Махназ прикусила губу и уставилась в пол, затем взяла обе руки Шекибы в свои и продолжила:
— Она умерла. Как раз через два дня после свадьбы. Я не знала ее лично, но в деревне говорили, что Шагул-биби была необыкновенной женщиной. Все поражались — такой почтенный возраст, а она полна сил.
Шекибу новость привела в замешательство: как будто в глубине души она ожидала, что бабушка, законсервированная в собственном соку злобы и презрения ко всему миру, будет жить вечно.
Внезапно Шекиба поняла, что Махназ ждет от нее какой-то реакции.
— Нет, я не знала. Да упокоит Аллах ее душу, — потупив взгляд, пробормотала она.
— Да-да, упокоит с миром, — подхватила Махназ, — она наверняка была добрым человеком, раз Аллах подарил ей такую долгую жизнь.
«Знала бы ты, каким она была человеком!» — горько усмехнулась про себя Шекиба.
— Махназ-джан, — Шекиба наконец решилась задать вопрос, который ее действительно интересовал, — а ты, случайно, не знаешь, как у них идут дела… на ферме. Точнее, было там одно поле, оно славилось урожайностью… Эта земля принадлежала моему отцу…
— Какое именно поле? — с живым интересом спросила Махназ.
— Оно начиналось сразу за домом бабушки и было отделено от остальной земли посаженными в ряд высокими деревьями.
— А, ну конечно… — Махназ вдруг замялась, вопрос явно застал ее врасплох. — До меня доходили слухи, что по этому поводу в семье были кое-какие разногласия. Точно не скажу, там вроде еще стоял дом, в нем жили Фаяз-джан и Зармина-джан, но остальные родственники тоже претендовали и на дом и на землю.
Шекибе не стоило труда дорисовать то, о чем ее гостья не решалась сказать, чтобы не обидеть хозяйку. Она представляла себе, как дядя Фаяз на правах старшего брата требует отдать землю Исмаила ему, а тетя Зармина отпихивает локтями остальных невесток, сгорая от желания обзавестись наконец собственным домом. Жадность раздирала членов клана Бардари.
— И еще насчет поля, — добавила Махназ. — На свадьбе была одна из невесток Шагул-биби, она говорила, что земля там совсем перестала давать урожай. В семье считают, что на поле лежит проклятие.
Шекиба расплылась в улыбке. Она понимала, что Махназ сочтет ее реакцию по меньшей мере странной, но ничего не могла с собой поделать. Шекиба слышала, как бабушка цокает языком и говорит сыновьям, что это Шекиба во всем виновата — внучка прокляла землю и лишила их урожая.

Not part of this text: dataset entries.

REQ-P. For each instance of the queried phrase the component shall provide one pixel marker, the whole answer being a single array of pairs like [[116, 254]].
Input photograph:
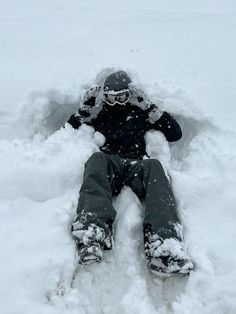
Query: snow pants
[[104, 177]]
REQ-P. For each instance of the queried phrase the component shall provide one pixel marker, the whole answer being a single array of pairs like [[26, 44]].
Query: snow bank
[[183, 56]]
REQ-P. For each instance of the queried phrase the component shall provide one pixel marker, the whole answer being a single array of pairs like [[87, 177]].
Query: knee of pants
[[97, 158]]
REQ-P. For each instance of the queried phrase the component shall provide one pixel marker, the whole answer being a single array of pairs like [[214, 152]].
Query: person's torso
[[124, 128]]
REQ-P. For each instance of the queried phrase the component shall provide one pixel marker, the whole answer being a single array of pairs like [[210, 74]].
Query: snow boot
[[89, 254], [170, 265], [168, 257]]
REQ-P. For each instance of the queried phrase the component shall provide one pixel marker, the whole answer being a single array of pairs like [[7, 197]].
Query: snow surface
[[182, 53]]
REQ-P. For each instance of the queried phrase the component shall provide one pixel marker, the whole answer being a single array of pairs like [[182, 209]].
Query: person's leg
[[103, 177], [162, 228]]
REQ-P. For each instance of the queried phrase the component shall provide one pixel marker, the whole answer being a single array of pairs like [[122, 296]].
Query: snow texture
[[183, 54]]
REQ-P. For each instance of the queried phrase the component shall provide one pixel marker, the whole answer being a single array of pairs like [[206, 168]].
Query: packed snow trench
[[183, 56]]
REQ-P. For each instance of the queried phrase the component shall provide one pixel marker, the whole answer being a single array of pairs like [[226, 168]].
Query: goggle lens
[[120, 97]]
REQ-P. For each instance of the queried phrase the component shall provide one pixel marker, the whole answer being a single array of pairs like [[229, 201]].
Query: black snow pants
[[104, 177]]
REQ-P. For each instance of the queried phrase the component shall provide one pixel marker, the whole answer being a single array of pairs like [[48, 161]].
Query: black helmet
[[117, 81]]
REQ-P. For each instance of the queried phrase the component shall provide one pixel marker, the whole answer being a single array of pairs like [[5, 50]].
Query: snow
[[183, 54]]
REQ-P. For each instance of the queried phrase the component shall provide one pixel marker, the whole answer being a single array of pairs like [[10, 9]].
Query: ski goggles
[[120, 97]]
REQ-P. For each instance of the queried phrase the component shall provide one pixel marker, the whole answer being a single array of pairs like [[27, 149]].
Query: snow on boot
[[169, 258], [89, 254]]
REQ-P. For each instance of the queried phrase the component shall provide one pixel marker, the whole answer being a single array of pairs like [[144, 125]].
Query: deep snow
[[183, 54]]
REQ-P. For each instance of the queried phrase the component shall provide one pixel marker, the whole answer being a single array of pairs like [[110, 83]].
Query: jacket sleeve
[[164, 122], [86, 109]]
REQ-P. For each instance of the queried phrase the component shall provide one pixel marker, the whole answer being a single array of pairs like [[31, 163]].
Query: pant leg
[[103, 178], [148, 180]]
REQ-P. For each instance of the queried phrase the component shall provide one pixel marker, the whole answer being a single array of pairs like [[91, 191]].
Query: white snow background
[[183, 52]]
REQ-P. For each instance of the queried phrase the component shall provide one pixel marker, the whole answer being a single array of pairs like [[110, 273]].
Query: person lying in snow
[[122, 114]]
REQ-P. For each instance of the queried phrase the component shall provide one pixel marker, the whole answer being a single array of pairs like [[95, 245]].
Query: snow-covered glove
[[154, 114]]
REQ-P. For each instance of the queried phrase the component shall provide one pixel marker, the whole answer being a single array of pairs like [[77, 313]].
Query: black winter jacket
[[124, 126]]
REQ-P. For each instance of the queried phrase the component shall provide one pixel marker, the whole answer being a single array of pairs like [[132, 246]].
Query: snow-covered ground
[[182, 52]]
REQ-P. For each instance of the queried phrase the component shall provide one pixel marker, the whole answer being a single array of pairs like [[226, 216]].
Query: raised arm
[[86, 110]]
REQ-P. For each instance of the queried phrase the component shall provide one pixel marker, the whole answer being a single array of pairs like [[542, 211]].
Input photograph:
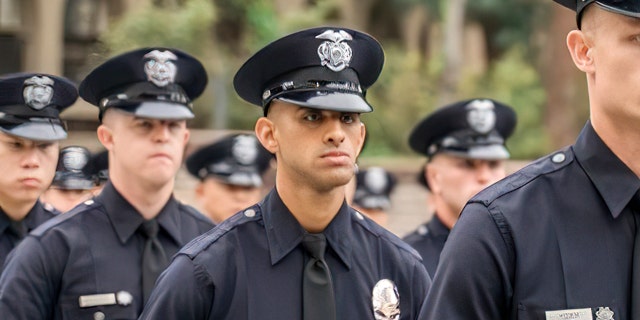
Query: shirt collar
[[126, 219], [284, 232], [615, 182]]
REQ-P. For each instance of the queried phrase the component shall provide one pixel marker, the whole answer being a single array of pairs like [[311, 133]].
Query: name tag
[[570, 314]]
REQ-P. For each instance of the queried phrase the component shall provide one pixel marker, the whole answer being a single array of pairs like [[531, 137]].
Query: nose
[[335, 133]]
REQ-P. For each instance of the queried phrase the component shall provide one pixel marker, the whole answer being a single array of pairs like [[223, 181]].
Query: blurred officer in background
[[30, 128], [372, 195], [230, 173], [302, 252], [72, 183], [560, 239], [101, 259], [465, 147]]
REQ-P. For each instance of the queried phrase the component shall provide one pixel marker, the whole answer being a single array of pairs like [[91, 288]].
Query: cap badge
[[375, 179], [335, 54], [604, 313], [74, 160], [38, 92], [244, 149], [481, 116], [386, 300], [159, 68]]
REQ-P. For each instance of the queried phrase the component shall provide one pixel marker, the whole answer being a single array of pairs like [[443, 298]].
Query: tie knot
[[149, 228], [315, 244]]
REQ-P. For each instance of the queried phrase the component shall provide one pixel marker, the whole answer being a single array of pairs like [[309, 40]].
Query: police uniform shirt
[[86, 264], [36, 216], [251, 266], [429, 240], [552, 241]]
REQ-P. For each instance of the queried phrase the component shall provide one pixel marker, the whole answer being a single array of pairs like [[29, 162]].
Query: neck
[[147, 199], [314, 210]]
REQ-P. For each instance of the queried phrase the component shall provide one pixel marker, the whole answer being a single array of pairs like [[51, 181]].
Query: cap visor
[[334, 101], [42, 131], [162, 110]]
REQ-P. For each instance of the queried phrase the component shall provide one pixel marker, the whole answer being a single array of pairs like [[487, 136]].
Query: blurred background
[[437, 52]]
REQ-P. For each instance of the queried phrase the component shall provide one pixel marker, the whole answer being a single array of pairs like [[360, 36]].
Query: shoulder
[[202, 243], [386, 237]]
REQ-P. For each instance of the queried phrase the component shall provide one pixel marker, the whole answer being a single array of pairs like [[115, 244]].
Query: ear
[[105, 136], [265, 132], [581, 51]]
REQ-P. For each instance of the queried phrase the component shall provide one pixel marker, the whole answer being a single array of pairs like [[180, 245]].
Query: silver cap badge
[[335, 54], [481, 116], [386, 300], [38, 92], [159, 69]]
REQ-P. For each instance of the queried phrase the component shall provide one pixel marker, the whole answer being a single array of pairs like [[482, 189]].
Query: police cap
[[30, 105], [326, 68], [70, 172], [625, 7], [373, 188], [156, 83], [237, 159]]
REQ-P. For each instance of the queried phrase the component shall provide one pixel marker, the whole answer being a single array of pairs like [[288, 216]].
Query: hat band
[[319, 85]]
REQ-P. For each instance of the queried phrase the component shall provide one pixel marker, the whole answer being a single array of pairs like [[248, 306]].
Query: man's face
[[27, 169], [147, 150], [314, 148], [454, 180], [220, 201]]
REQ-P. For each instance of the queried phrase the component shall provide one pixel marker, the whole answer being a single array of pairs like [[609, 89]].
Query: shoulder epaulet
[[540, 167], [57, 220], [202, 242], [381, 232]]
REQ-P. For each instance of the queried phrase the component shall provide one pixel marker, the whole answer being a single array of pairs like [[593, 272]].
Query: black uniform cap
[[629, 8], [474, 129], [326, 68], [70, 172], [237, 159], [30, 105], [156, 83], [373, 188]]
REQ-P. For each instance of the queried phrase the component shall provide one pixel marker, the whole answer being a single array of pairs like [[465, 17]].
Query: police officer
[[372, 195], [101, 259], [230, 172], [556, 240], [30, 128], [464, 143], [72, 184], [302, 252]]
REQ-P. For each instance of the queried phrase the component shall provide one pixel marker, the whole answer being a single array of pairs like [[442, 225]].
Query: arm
[[183, 291], [473, 279]]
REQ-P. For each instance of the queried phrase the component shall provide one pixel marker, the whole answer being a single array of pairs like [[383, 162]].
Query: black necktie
[[154, 259], [317, 286], [635, 277]]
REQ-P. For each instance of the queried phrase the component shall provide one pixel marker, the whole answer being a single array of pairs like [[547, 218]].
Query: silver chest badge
[[159, 68], [38, 92], [335, 54], [481, 116], [604, 313], [385, 300]]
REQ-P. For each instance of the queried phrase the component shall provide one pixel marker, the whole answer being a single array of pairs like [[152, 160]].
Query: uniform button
[[249, 213], [558, 158]]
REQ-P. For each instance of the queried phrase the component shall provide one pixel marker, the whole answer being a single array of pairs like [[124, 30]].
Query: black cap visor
[[327, 100], [37, 131]]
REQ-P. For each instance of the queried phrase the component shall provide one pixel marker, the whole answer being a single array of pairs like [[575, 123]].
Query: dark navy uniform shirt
[[8, 239], [554, 236], [428, 240], [251, 265], [91, 254]]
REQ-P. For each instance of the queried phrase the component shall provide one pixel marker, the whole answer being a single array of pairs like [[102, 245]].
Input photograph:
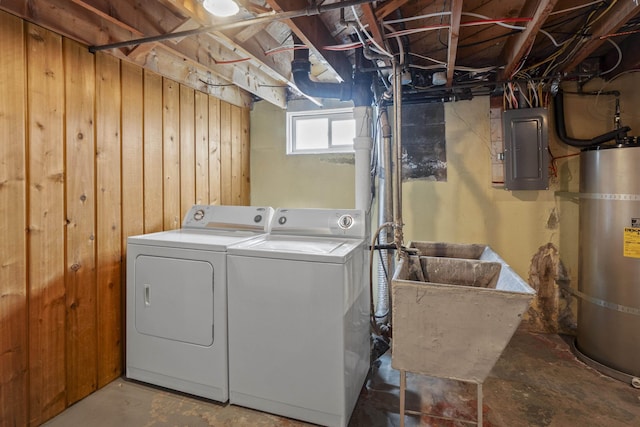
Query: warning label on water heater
[[632, 242]]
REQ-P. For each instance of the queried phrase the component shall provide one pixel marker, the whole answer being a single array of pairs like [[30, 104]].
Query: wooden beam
[[619, 14], [312, 31], [517, 46], [389, 7], [454, 35], [179, 62], [369, 18], [251, 48]]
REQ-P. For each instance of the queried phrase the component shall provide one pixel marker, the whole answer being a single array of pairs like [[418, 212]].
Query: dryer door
[[174, 299]]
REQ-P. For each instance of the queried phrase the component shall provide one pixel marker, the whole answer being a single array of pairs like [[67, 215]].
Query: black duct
[[359, 91], [558, 113]]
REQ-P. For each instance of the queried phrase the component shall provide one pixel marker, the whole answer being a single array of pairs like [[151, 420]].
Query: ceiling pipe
[[301, 68], [262, 18]]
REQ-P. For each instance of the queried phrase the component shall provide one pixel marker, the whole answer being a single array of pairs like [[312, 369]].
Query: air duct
[[558, 113]]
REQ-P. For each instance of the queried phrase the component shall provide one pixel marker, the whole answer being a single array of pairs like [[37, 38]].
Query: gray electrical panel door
[[526, 159]]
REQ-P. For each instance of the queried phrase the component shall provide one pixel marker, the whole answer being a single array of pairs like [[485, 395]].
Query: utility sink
[[455, 308]]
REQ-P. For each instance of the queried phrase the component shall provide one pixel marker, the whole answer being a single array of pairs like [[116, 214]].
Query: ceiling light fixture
[[221, 8]]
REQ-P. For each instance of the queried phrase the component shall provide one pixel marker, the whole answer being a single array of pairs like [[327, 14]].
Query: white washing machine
[[299, 316], [177, 299]]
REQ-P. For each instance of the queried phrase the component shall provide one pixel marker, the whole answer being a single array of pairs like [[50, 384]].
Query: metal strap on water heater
[[610, 196], [602, 303]]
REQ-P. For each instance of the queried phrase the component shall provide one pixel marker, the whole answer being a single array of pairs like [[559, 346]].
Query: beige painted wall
[[279, 180], [466, 208]]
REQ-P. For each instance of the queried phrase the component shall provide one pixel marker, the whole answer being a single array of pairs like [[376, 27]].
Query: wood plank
[[149, 17], [454, 34], [312, 31], [236, 155], [132, 153], [226, 141], [45, 76], [108, 225], [202, 148], [215, 177], [132, 164], [518, 45], [246, 159], [81, 340], [388, 7], [153, 177], [171, 154], [187, 150], [369, 17], [619, 14], [14, 396]]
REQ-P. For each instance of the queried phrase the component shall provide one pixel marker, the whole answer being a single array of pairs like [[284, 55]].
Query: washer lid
[[211, 240], [301, 248]]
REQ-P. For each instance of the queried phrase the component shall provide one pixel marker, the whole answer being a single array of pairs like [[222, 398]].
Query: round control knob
[[345, 221], [198, 215]]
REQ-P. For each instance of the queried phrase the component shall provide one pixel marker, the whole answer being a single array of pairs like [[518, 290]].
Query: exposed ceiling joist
[[388, 7], [454, 34], [519, 45], [312, 31], [249, 48], [619, 14]]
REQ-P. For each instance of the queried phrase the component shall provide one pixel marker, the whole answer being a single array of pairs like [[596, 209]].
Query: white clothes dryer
[[299, 316], [176, 325]]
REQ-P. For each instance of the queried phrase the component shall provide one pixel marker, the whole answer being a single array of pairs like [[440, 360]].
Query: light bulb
[[221, 7]]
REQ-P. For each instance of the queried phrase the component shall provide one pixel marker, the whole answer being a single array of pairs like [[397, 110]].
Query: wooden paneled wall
[[92, 150]]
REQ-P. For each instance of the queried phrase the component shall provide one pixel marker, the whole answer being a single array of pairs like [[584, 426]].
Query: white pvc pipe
[[362, 144]]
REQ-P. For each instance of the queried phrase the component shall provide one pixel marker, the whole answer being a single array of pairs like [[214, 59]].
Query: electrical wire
[[581, 6], [414, 18]]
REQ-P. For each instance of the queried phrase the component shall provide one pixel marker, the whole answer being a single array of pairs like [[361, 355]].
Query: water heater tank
[[609, 260]]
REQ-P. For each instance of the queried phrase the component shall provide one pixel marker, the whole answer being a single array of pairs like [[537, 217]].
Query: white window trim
[[340, 113]]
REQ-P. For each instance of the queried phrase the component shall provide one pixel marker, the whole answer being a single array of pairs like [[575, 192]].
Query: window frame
[[333, 114]]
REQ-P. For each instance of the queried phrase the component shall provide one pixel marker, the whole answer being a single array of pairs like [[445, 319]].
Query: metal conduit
[[397, 155]]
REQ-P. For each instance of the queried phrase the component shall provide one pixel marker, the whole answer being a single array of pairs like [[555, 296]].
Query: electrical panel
[[526, 158]]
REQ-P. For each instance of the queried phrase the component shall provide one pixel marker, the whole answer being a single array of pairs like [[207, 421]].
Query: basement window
[[320, 131]]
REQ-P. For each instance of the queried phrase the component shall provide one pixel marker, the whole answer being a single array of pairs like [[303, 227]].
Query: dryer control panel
[[248, 218], [319, 222]]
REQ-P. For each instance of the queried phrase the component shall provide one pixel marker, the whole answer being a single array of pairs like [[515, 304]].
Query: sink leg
[[403, 387], [480, 405]]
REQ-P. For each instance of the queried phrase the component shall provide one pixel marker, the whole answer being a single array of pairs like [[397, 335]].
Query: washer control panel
[[228, 217], [319, 222]]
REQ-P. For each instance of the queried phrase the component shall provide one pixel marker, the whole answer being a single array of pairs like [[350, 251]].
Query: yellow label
[[632, 242]]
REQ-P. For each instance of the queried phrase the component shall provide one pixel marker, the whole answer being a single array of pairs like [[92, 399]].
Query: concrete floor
[[536, 382]]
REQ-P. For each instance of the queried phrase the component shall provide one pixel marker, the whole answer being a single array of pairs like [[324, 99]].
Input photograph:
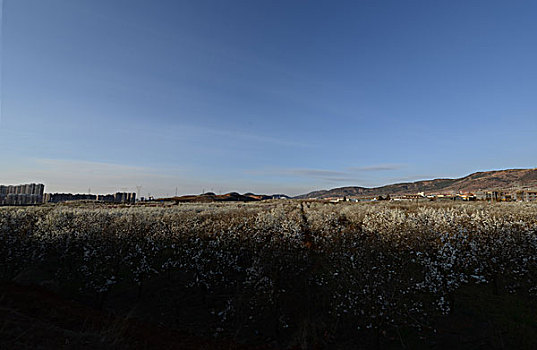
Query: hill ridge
[[481, 180]]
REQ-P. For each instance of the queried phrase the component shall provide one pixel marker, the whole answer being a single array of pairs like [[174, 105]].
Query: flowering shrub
[[286, 270]]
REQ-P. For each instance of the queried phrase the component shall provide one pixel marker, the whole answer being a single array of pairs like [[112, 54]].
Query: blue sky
[[264, 96]]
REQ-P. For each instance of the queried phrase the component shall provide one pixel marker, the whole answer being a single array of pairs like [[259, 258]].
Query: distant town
[[515, 195], [34, 194]]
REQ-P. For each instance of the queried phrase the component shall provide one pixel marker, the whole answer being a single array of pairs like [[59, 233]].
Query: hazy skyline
[[264, 96]]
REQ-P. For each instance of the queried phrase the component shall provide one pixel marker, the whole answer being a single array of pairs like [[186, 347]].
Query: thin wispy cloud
[[347, 175], [378, 167]]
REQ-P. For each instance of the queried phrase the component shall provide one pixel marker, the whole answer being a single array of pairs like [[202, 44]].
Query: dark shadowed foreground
[[283, 274]]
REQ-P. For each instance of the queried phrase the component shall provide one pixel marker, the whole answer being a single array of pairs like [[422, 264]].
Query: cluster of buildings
[[28, 194], [118, 197], [33, 194]]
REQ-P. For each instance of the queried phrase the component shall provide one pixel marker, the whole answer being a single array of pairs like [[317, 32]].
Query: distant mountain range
[[228, 197], [485, 180]]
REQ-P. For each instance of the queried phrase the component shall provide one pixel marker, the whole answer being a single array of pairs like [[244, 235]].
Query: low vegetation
[[291, 273]]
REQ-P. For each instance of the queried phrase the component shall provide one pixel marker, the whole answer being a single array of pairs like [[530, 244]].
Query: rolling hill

— Как прошла свадьба? — меняя тему, спросила Шекиба. Больше она не желала ничего слышать о своих родственниках. — Поздравляю вашу семью с этим важным событием! — вежливо добавила она.
Махназ перевела дух и расплылась в улыбке.
— О, прекрасно! Музыка, танцы, угощение. И главное — я повидалась с родными. Я иногда очень по ним скучаю.
— Замечательно. Желаю жениху и невесте долгих и счастливых лет.
— Да, но, честно говоря, свадьбу едва не отменили.
— Почему?
— Ну, отец девушки запросил слишком большую сумму за невесту. А мой отец сказал, что это несоразмерные деньги. Тем более что эмир Аманулла отменил обязательный махр.[79] Отец невесты счел такое заявление неуважительным. Они все же договорились, но сумма была уменьшена. Считаю, это верно. Ну, то есть совсем ничего не заплатить за невесту нельзя. Все же она стоит денег. Я точно стоила, — звонко рассмеялась Махназ.
Шекиба робко улыбнулась и отвела взгляд.
— Ты права. Людям в провинции законы Амануллы кажутся странными. Представляешь, что сказали бы наши деревенские, узнай они, что в школах Кабула дети изучают английский и немецкий языки?
— Еще бы, Шекиба-джан! А много ли ты знаешь девочек у нас в деревне, которые ходят в школу?[80] Ты слышала новость? Королева Сорайя на днях выступает с речью.
— Нет, не слышала.
— О, мне не терпится послушать, что скажет королева. Хотя я немного волнуюсь. Думаю, у нее найдется немало противников. Женщина выступает перед публикой! Немыслимо! Не все готовы так быстро принимать новое. А почему бы тебе не пойти вместе с нами? Ведь это так интересно — речь королевы, верно, Шекиба-джан?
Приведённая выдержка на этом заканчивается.